Hillary Clinton Lawsuit Filed By Parents Of Benghazi Victims Tossed By Federal Judge
Former U.S. presidential candidate Hillary Clinton has something to celebrate this weekend.
A federal judge has dismissed a lawsuit filed against her by the parents of two Americans who were killed during the 2012 attack on a U.S. diplomatic compound in Benghazi, Libya.
Judge Amy Berman Jackson of the U.S. District Court for the District of Columbia tossed out on Friday the plaintiffs’ wrongful death and negligence claims against the former secretary of state, and ruled that Clinton did not defame or hold the plaintiffs in a false light when she contradicted their accounts that she had lied to them in 2012.
The suit, which was filed in August 2016, alleged that Hillary Clinton was responsible for the death of Sean Smith and Tyrone Woods because her use of a private email server allowed terrorists access to sensitive information. It also claimed that Clinton lied to the parents of the victims when she alleged that a YouTube video, not her email server, prompted the deadly attack on the U.S. consulate in Benghazi.
In the complaint, the plaintiffs accused Clinton of lying about Benghazi to protect the re-election bid of former President Barack Obama and her own political ambitions.
“Immediately after the attack, Defendant Clinton, in an effort to save the re-election chances of President Barack Obama, and in turn, her own chances at the 2016 presidency, lied to Plaintiffs and the public at large that the Benghazi attacks were caused by Islamic reaction over an anti-Muslim YouTube video that had been posted on the internet.”
According to the lawsuit, Hillary Clinton was well aware that the video did not cause the attack — and that she had shared this information with the Prime Minister of Egypt and with her daughter, Chelsea Clinton.
Federal judge dismisses lawsuit against Hillary Clinton over Benghazi deaths https://t.co/RvS7pAhqjp pic.twitter.com/nEZfC4EpKG
— The Hill (@thehill) May 27, 2017
The suit was filed by Patricia Smith, the mother of Sean Smith, a State Department information management officer who worked at the Benghazi compound, and Charles Woods, the father of Tyrone Woods, a CIA operative. Woods’ heroism and death during the Benghazi attack were recreated in the 2016 film 13 Hours: The Secret Soldiers of Benghazi.
During the attack on the American diplomatic compound in Benghazi, two other Americans were killed: Christopher Stevens, the U.S. ambassador to Libya, and CIA operative Glen Doherty.
Smith, one of the plaintiffs in the lawsuit against Clinton, gave an emotional speech during the Republican National Convention in Cleveland in 2016. There, she criticized Hillary Clinton for failing to save the lives of the four American victims of the Benghazi attack.

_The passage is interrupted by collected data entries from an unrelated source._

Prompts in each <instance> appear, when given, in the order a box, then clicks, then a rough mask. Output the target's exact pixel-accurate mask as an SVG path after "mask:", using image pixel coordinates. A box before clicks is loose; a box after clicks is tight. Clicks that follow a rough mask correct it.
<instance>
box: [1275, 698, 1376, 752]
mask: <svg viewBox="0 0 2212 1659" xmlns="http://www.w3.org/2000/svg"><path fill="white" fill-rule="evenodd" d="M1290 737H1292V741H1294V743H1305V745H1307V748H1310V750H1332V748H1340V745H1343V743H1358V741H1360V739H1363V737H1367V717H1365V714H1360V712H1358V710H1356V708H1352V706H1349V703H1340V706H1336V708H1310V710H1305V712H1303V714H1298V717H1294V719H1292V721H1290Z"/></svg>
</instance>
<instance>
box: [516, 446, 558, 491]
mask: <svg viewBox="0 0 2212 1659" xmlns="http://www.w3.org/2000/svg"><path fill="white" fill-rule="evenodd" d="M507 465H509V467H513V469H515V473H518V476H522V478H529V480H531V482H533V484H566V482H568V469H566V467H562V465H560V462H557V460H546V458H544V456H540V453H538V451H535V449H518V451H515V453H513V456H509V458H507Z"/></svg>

In her 29-page opinion, Jackson acknowledged that the plaintiffs suffered a terrible loss.
“The untimely death of plaintiffs’ sons is tragic, and the Court does not mean to minimize the unspeakable loss that plaintiffs have suffered in any way.”
“But when one applies the appropriate legal standards,” she wrote, “it is clear that plaintiffs have not alleged sufficient facts to rebut the presumption that Secretary Clinton was acting in her official capacity when she used her private email server to communicate with State Department personnel about State Department business.”
Jackson also ruled against the defamation claims against Hillary Clinton. According to the federal judge, the former presidential candidate’s statement that Smith was “absolutely wrong” about her involvement in the Benghazi attack was not an accusation that the plaintiff was lying. Neither was it meant to impugn Smith’s character in any way.
Speaking before her alma mater, @HillaryClinton warns that @realDonaldTrump is tearing apart the nation https://t.co/A03nMoAsvg pic.twitter.com/yLiXDk3iuK
— POLITICO (@politico) May 28, 2017
In the ruling, the court emphasized that its dismissal of the case should not be taken as an opinion on the appropriateness of Hillary Clinton’s use of a private email server or on her public statements about the Benghazi attack.
According to Jackson, it does not matter whether or not Clinton used a private email server legally or otherwise. The question is whether or not her electronic communications with State Department officers regarding official business matters “were within the scope of her employment as the head of the State Department.”
Speaking with Politico, Larry Klayman, the attorney for Smith and Woods, has since called the court’s decision “simply dishonest and an outrage” and has vowed to appeal the case.
“Judge Jackson, who is an Obama appointee and a Democrat, was clearly protecting Mrs. Clinton and this intellectually dishonest decision will be appealed.”
“My clients are confident of success,” he said.